In to_literal, both transformers execute:

await _invoke_lazy_uploaders(python_val)

This function traverses the object tree and triggers the upload of any local files to the remote Flyte metadata store (e.g., S3/GCS). When the task on the receiving end deserializes the object, these IO types are reconstructed with their remote paths, ready for the next task to download or stream.
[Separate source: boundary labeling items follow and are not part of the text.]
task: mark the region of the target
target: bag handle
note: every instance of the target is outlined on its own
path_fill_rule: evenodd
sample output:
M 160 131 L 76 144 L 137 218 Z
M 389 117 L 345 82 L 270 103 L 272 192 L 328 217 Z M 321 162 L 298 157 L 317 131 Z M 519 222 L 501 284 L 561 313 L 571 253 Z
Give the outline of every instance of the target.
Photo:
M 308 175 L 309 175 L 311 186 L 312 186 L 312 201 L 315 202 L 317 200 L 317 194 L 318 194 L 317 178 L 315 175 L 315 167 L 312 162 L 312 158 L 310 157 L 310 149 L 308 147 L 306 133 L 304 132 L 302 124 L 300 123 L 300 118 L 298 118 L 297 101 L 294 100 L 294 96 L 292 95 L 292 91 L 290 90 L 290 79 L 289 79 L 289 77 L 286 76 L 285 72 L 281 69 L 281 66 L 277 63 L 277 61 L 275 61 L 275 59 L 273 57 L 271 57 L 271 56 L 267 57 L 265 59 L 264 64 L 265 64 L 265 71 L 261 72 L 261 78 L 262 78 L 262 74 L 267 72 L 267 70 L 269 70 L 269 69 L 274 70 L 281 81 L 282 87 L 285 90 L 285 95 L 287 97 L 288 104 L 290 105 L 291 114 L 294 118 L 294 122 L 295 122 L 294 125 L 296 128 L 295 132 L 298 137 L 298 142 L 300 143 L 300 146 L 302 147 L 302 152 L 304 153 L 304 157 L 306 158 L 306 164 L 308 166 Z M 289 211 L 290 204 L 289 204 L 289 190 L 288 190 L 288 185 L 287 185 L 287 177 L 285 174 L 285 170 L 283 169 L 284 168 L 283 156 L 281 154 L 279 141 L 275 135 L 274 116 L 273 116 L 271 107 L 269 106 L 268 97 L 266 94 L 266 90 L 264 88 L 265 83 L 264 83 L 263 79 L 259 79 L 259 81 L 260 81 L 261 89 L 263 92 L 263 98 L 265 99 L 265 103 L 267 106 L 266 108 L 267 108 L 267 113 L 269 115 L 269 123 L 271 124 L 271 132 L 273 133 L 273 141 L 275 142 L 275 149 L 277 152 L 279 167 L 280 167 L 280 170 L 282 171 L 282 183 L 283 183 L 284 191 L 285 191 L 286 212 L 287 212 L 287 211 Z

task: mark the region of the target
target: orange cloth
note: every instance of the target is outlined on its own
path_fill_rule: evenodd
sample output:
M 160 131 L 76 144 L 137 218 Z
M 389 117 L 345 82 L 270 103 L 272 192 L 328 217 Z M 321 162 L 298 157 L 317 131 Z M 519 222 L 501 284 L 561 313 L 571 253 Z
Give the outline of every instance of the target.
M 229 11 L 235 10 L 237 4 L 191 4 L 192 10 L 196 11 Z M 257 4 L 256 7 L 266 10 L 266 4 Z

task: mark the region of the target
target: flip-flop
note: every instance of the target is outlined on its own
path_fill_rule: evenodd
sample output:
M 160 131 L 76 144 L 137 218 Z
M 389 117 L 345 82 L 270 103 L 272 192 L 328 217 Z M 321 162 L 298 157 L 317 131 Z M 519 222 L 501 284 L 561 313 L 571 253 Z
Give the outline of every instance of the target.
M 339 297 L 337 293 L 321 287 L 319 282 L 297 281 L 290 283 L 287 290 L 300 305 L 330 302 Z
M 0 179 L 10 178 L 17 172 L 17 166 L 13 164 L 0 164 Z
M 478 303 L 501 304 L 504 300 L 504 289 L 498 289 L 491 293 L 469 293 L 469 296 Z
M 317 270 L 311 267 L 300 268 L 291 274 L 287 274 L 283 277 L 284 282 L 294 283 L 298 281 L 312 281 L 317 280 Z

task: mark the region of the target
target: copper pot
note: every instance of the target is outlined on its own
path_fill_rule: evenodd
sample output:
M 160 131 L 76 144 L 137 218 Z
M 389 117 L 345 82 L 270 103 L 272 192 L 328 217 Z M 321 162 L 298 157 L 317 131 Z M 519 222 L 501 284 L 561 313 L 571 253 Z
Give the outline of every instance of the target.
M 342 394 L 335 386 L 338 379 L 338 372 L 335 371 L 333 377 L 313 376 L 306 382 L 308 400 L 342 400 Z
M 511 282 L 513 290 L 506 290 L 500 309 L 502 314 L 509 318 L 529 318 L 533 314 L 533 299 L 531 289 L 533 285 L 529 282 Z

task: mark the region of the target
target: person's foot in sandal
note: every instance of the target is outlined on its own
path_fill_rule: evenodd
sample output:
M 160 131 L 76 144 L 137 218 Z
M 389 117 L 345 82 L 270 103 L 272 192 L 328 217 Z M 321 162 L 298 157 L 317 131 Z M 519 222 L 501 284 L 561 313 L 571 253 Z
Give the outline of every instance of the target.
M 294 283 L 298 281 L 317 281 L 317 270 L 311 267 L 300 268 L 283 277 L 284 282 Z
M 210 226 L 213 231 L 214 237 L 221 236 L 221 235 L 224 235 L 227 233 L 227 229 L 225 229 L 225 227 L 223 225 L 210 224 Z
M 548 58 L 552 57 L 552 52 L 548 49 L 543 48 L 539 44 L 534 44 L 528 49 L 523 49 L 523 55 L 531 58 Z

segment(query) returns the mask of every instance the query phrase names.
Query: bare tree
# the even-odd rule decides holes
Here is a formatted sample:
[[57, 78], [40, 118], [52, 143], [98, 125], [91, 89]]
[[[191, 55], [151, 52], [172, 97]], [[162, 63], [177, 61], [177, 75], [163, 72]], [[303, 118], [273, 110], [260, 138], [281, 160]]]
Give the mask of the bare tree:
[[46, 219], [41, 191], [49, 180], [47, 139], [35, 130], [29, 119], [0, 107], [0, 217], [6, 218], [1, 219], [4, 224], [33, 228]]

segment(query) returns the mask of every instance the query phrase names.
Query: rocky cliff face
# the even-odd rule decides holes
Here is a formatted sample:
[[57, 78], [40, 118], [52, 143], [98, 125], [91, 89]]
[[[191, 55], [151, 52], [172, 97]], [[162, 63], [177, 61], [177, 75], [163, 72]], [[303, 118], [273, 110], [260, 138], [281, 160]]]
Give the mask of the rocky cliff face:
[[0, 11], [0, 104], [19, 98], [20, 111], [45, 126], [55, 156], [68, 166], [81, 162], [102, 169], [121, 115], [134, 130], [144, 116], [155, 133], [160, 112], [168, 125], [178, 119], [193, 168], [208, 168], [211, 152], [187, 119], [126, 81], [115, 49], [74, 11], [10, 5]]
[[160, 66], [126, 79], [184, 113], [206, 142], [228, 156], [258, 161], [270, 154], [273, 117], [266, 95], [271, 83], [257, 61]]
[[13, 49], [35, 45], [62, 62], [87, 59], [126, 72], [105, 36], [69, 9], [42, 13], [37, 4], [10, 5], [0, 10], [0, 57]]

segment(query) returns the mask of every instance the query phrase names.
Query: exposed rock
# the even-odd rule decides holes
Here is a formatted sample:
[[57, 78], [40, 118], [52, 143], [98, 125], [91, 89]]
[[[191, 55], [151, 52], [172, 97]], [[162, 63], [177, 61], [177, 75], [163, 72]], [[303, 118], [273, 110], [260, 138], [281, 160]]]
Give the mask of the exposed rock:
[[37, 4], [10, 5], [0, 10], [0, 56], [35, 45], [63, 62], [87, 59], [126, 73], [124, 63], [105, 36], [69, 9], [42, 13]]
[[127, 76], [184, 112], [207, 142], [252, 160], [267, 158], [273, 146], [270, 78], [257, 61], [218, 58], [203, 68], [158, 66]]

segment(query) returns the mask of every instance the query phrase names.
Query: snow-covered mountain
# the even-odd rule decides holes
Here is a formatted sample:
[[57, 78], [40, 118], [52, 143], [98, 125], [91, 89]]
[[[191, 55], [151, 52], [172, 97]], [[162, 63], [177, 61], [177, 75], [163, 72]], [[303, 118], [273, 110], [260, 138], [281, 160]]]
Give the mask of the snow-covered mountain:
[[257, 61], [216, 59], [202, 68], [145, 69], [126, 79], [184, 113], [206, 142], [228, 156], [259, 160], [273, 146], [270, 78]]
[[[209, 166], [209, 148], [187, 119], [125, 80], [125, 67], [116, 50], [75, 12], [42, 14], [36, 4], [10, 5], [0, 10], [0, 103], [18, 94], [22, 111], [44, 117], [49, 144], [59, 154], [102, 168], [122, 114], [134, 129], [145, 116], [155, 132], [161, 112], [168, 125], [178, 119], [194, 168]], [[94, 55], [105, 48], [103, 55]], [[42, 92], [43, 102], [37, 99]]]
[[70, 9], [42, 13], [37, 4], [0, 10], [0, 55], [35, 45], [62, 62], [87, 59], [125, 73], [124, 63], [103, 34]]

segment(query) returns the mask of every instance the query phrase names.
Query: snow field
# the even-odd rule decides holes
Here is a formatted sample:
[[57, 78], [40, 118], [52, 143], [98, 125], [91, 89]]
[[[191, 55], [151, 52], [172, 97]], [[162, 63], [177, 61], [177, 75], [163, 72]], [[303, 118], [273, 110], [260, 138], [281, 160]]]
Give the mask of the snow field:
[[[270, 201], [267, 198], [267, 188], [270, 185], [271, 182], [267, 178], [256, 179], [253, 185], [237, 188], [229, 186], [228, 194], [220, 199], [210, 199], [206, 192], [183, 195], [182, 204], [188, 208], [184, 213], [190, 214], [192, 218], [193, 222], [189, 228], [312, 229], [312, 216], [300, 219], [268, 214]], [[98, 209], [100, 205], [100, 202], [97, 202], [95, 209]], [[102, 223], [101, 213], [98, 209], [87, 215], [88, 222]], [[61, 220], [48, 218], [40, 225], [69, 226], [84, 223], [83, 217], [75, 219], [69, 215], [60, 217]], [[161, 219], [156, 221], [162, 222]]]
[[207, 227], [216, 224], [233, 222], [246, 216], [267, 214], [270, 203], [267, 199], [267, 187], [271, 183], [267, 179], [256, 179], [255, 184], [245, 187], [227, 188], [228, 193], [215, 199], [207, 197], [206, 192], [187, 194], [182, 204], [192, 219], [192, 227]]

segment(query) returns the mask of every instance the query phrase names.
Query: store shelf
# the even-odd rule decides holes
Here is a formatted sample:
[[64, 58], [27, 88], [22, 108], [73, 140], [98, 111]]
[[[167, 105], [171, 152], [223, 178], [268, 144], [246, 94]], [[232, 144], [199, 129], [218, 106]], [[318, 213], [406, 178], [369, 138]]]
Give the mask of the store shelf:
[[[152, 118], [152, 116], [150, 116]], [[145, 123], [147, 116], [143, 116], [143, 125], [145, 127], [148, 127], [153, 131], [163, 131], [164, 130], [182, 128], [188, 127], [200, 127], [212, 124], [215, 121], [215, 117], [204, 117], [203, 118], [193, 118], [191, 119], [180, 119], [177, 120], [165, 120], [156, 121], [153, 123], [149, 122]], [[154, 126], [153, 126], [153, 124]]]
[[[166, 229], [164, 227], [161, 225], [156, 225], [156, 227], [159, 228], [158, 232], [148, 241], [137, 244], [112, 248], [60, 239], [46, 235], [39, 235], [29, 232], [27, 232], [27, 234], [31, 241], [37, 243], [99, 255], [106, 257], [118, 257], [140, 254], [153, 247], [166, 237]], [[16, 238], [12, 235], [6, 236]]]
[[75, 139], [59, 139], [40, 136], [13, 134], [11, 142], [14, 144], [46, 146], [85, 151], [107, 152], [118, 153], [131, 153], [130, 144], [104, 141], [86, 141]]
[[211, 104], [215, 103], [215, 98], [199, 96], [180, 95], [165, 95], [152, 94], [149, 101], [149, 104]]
Interoperability: Pydantic inside Dataclasses

The codebase provides a PydanticSchemaPlugin for mashumaro. This plugin allows DataclassTransformer to correctly generate JSON schemas even when a dataclass contains a Pydantic BaseModel as a field. It bridges the two systems by delegating schema generation for the Pydantic field to Pydantic's own model_json_schema method.

Performance and Metadata

Both transformers use MessagePack for binary transport, which is indicated in the LiteralType metadata:

meta_struct.update(
{
CACHE_KEY_METADATA: {
SERIALIZATION_FORMAT: MESSAGEPACK,
}
}
)

This metadata ensures that the Flyte engine and other SDKs know how to decode the binary payload. If the original Python class is unavailable (e.g., when inspecting a execution from a different environment), the guess_python_type method in both transformers can reconstruct a dynamic class from the JSON schema metadata stored in the LiteralType.